More and more specialty departments--not only in supermarkets, but in convenience stores and liquor stores--as well as a new proliferation of storefront "check cashing" and "money order" services, are taking over the traditional role of the neighborhood bank.
Increasingly, consumer activists complain, the Reagan Administration's deregulation of the banking industry is driving low-income Americans to alternative financial "institutions," to over-the-counter services where the cost per transaction is relatively high and where the customer has none of the safety and flexibility of services available to the average bank customer.
"For the average low-income American," Robert J. Hobbs, staff attorney for the National Consumer Law Center, said during a panel discussion of bank deregulation at the recently concluded 19th Annual Consumer Assembly in Washington, D.C, "there is no security--he has no choice but to carry cash and to pay in cash or to buy money orders somewhere. Last year alone, 77 privately owned and unregulated money order companies in seven states went bankrupt. And, with them, went the money of thousands of people who immediately faced eviction and the turn-off of utilities."
While, as Rep. Mary Rose Oakar (D-Ohio) told another meeting of delegates to the same Consumer Federation of America conclave, deregulation "has created a wide range of high-interest, low-fee bank accounts for people with money . . . it is rapidly removing low-income people from the system."
And it was a theme picked up by Hobbs, who accused the American banking industry of embarking on a policy of "de-marketing--catering to the upscale consumer with attractive services and fees, but increasing their charges and restricting their services to the low-income customer.
"Even among whites," he added, "only about 60% are banking customers today . . . the percentage among minorities is fractional . . . and only at an annual income of about $15,000 do customers start coming into the banking system.
"And everyone in the last five to six years," Hobbs said, "has a horror story of some kind about today's banking service."
Also attacking the industry's pricing of its banking services was Kenneth McEldowney, executive director of Consumer Action-San Francisco, who accused banks in the 1970s of using the soaring cost of money as its rationale for raising their own costs, but who have remained strangely silent on the subject as money costs have tumbled and as bank fees have stayed high.
"The truth of the matter," McEldowney said, "is that a lot of individual banks don't have firm data on what their costs really are.
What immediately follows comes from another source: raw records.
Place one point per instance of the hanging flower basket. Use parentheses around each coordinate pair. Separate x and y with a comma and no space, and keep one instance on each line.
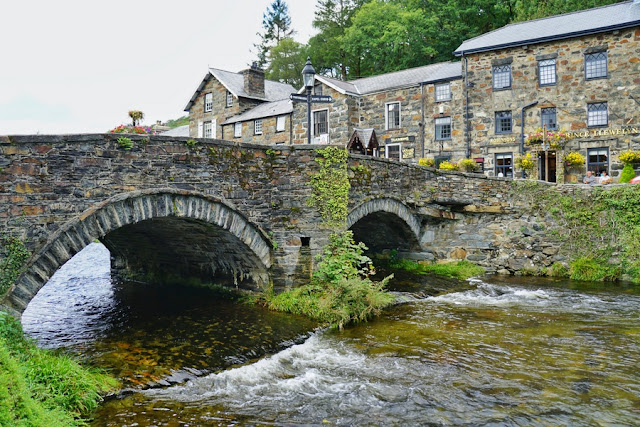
(555,140)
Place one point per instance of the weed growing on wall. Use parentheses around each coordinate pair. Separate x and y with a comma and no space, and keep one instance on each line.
(597,229)
(330,186)
(13,255)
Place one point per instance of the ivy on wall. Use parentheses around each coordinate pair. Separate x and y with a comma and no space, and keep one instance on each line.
(13,255)
(330,186)
(597,229)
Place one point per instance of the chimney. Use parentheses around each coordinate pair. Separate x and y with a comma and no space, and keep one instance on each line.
(254,81)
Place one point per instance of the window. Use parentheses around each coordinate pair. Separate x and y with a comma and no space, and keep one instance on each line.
(504,165)
(598,159)
(549,118)
(502,76)
(503,122)
(392,151)
(208,102)
(320,123)
(595,65)
(207,129)
(547,72)
(443,128)
(597,114)
(443,92)
(393,115)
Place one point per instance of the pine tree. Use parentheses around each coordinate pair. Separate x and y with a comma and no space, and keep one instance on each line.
(276,24)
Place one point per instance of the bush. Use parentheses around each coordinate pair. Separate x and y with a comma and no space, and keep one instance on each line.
(467,165)
(426,162)
(448,166)
(340,291)
(627,173)
(593,270)
(45,389)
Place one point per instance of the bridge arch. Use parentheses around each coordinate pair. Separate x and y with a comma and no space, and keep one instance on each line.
(385,223)
(130,215)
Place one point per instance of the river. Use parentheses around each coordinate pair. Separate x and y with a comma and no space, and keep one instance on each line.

A recent study indicates that only about 40% of the banks using automatic teller machines have ever bothered to run a study as to what their savings--if any--have been as a result of the machines."
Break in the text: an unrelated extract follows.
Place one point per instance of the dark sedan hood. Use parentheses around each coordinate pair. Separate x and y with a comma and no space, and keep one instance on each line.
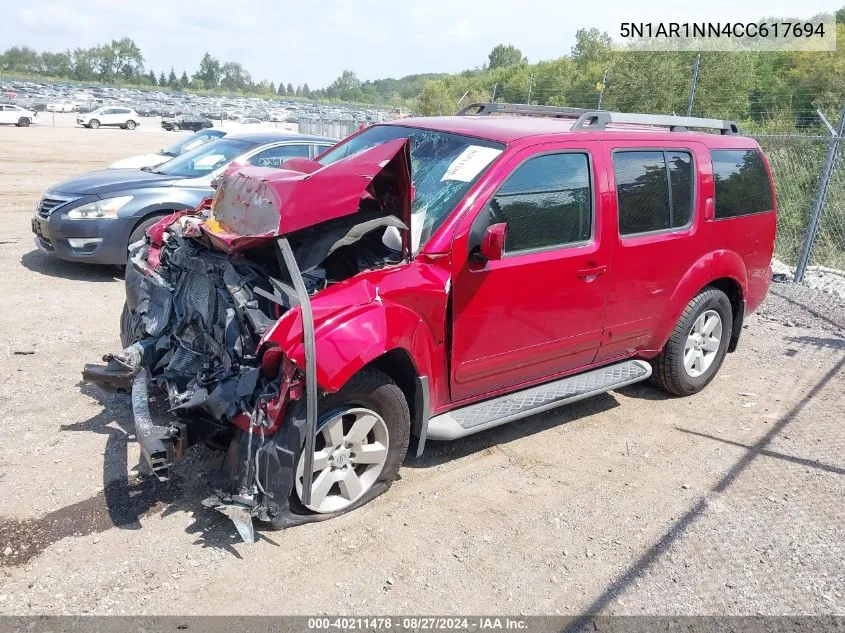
(108,181)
Thus, he said, banking fees range all over the landscape with no relation to what the service (returned checks, processing an active checking or savings account and so forth) actually costs the bank.
"And when you ask a banker why service costs continue to rise even though there's been a significant drop in the cost of money," McEldowney said, "he simply says that 'it's too complicated to try to draw such comparisons.' "
A spokesman for the American Bankers Assn., speaking at the same panel discussion, conceded that while bank-service fees do, indeed, vary widely, the focus of publicity falls on those relatively few banks at the high end of the range and ignores the vast majority of banks.
"The banking industry," Fritz Elmendorf, assistant manager of public relations for the Washington office of the ABA, said, "has received a lot of criticism because some banks have charged as much as $30 for a bounced check. However, a quick check with a recent survey conducted by Sheshunoff & Co. shows that less than one in 300 banks charged $25 or more for a bounced check. The average is about $10.
"However," he continued, "the survey also shows that one in 20 banks still offers free checking accounts. I'm not aware of any widespread publicity surrounding this statistic, but we're talking about roughly 750 banks in this country with completely free checking and only about 45 banks with high bounced-check fees."
And, for checking accounts generally, he continued, "the average monthly service charge is about $3--and I'm not talking about the latest development in checking--the so-called no-frills or basic checking account--which is even less. What other valuable service is available for a dime a day?"
And, in rebuttal to McEldowney's charge that banks don't really know what their services cost, Elmendorf said a 1983 study found "that the estimated average personal checking-account balance needed to generate sufficient income to banks to just cover the costs of offering these accounts as $1,380 for an interest-bearing account and $692 for a non-interest-bearing account."